Dimitrie Dan (October 8, 1856—May 25, 1927) was an Austro-Hungarian-born Romanian historian, folklorist and Romanian Orthodox priest.

Born in Suceava, his parents were Nicolae and Domnica Dan. From 1864 to 1868, he attended a Romanian primary school at Saint John the New Monastery. This was followed, from 1868 to 1876, by the Greek-Orthodox Gymnasium in his native town. From 1876 to 1880, he studied at the theology faculty of Czernowitz University. Ordained a priest in 1881, he served at Iujineț (1881-1890), Lujeni (1890-1896), Straja (1896-1916) and Mahala. He received a distinction from the Romanian Orthodox Church in 1897, and between 1905 and 1923 attained various honors as a priest. In March 1904, he was elected a corresponding member of the Romanian Academy. In late 1918, he took part in the Romanian National Council and in the congress that voted for the union of Bukovina with Romania.

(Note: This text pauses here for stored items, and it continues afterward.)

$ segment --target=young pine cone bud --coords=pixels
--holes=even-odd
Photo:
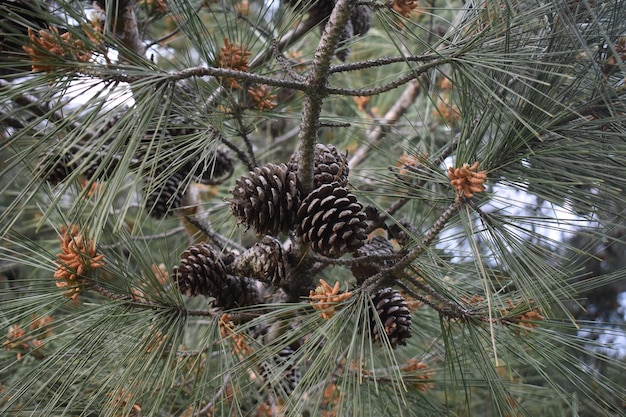
[[[257,234],[277,235],[292,228],[300,193],[296,173],[285,164],[255,168],[231,190],[230,211]]]
[[[233,261],[230,269],[237,275],[256,278],[266,284],[280,285],[284,282],[287,257],[280,241],[264,236],[250,249]]]
[[[338,183],[323,184],[302,201],[296,235],[324,256],[339,257],[363,246],[365,214],[356,196]]]
[[[171,214],[172,210],[182,207],[185,196],[184,180],[185,175],[182,172],[175,172],[164,183],[151,190],[146,197],[145,206],[152,217],[162,219]]]
[[[173,272],[181,293],[212,296],[216,307],[230,309],[259,302],[256,281],[228,275],[219,252],[207,243],[187,248]]]
[[[411,337],[411,312],[404,297],[397,290],[383,288],[372,296],[372,304],[375,308],[374,311],[370,310],[372,340],[380,342],[382,330],[392,348],[406,345],[406,340]]]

Dan contributed to various publications: Junimea literară, Aurora română, Candela, Deșteptarea, Timpul, Gazeta Bucovinei, Amicul familiei. He wrote articles and studies of church history, ethnography and linguistics. He published historic documents, reports, poems and folklore studies. He also wrote in Hungarian, German and Ruthenian. He was part of the collective authorship of the 1898 monograph Die Bukowina. He studied the habits of various nationalities: Armenians, Roma, Ruthenians and Jews, publishing a series of works on the topic. He received the academy's Năsturel Grand Prize in 1924. He died in Cernăuți.